このエントリーをはてなブックマークに追加

腎不全が原因の便秘


腎不全が原因で便秘になる場合があります。それには、腎不全と腸内環境のよしあしが密接に関係しているようです。さらに詳しく見ていきましょう。

腎不全について


腎不全とは、腎臓の働きが低下してしまう疾患です。正常な状態の腎臓の働きが、30%以下にまで低下してしまうと腎不全と診断されます。

腎臓は、老廃物をろ過して血液をきれいにする、身体の水分量を調節する、酸やアルカリの調節をする、などの働きをしています。

腎臓の機能が衰えると、血液中に老廃物(尿毒素)が溜まることになり、血が汚れます。血が汚れると、汚れた血が体中に巡ることになり、体中のあちこちに老廃物が蓄積されるために支障が生じ、数々の不快な症状に見舞われます。

腎不全には、急性腎不全と慢性腎不全があります。急性腎不全は、一時的に腎臓の機能が低下している状態で、完治させることが可能です。中には、そのまま放置していても自然に治る場合もあるようです。しかし、慢性腎不全は、完治が望めず、治療が必要です。人工透析が必要になる場合も少なくありません。

スポンサーリンク


腎不全で便秘になる理由


腎不全に陥ると、ろ過しきれていない汚れた血液が、腸の細胞に届くことになります。腸は、十分な栄養や酸素を摂取することができない上に、血液中に含まれる老廃物や有害物質によってダメージを受けることになります。その結果、腸の働きが低下して、便秘になりやすくなると考えられます。

また、慢性腎不全で透析が必要な場合は、特に便秘になりやすいようです。これは、透析が必要になるほど、腎臓の機能が低下してしまった場合は、治療のために水分の摂取量が制限されるためです。結果、便の水分量が不足して、便が硬くなって便秘を招きやすくなります。

便秘が長引くことによって、腸内の悪玉菌が繁殖し、腸内環境が悪化すると、腸内で悪玉菌が生成した有害物質が増えることになります。

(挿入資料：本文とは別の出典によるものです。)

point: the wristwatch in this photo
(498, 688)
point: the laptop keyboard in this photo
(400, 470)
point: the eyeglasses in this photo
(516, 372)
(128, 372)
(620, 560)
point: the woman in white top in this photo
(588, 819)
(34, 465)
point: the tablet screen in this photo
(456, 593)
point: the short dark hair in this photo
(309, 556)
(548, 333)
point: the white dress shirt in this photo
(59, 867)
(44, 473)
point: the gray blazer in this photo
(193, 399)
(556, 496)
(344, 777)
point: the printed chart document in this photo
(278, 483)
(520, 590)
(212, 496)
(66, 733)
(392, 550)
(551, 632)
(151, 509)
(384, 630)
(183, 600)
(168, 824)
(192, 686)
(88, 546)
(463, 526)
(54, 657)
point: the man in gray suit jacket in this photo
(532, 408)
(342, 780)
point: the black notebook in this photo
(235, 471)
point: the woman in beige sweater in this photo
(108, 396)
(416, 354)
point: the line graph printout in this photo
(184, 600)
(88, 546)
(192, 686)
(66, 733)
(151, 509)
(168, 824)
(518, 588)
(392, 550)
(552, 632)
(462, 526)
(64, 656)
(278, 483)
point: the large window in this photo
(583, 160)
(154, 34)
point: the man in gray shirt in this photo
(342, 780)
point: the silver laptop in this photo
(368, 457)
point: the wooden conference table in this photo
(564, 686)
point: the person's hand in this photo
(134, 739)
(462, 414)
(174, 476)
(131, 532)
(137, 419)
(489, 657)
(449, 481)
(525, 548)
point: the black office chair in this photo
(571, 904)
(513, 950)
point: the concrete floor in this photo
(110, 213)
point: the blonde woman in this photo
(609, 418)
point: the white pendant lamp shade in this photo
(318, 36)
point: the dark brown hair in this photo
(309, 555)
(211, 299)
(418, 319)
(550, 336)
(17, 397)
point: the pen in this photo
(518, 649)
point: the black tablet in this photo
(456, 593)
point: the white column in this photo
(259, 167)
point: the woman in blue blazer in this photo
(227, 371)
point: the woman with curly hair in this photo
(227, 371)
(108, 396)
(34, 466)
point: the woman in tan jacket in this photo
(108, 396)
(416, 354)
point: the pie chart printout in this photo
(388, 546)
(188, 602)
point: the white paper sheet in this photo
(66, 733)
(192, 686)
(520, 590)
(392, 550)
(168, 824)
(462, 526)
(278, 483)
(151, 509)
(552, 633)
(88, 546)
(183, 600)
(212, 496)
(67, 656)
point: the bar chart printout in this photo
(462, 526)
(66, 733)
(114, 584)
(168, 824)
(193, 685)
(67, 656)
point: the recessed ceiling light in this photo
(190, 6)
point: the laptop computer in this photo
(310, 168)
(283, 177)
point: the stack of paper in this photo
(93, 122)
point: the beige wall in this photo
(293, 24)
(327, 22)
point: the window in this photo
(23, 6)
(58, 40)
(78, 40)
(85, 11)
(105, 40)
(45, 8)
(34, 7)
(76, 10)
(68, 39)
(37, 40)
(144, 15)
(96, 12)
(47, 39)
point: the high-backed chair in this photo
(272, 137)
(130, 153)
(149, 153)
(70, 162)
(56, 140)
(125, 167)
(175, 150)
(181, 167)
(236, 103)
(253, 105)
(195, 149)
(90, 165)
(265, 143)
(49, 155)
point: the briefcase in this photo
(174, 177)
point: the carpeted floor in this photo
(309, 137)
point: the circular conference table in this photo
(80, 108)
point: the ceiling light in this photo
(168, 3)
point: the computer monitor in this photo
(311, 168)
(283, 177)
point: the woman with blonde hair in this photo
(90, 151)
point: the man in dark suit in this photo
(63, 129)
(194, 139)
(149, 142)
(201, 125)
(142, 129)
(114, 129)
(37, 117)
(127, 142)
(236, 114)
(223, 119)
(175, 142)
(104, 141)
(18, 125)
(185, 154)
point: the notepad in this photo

腎不全ですと、肝臓の機能も低下しているため、解毒がうまくいかずに、その負担がまた腎臓にのしかかってくることになり、さらに腎不全が悪化します。それに伴って、また腸の働きも低下し、便秘も悪化する、という負の連鎖に陥ることになります。

この負の連鎖を断ち切るためには、便秘解消による腸内環境の改善が極めて有効なことは、言うまでもありません。

腸内環境を改善すれば便秘も腎不全もよくなる


腸内の善玉菌を増やし、腸内環境を良好な状態に改善することによって、まず、便秘を解消することができます。さらに腸内の善玉菌が増えることで、悪玉菌の繁殖が抑えられると、悪玉菌が生成する毒素や有害物質の発生も抑えられるため、 結果的に腎臓の負担が軽減され、機能の回復も望めます。

実際、腎不全の最新の治療法として、便秘薬を用いて便秘を解消することで腸内環境を改善するというアプローチが、注目を集めています。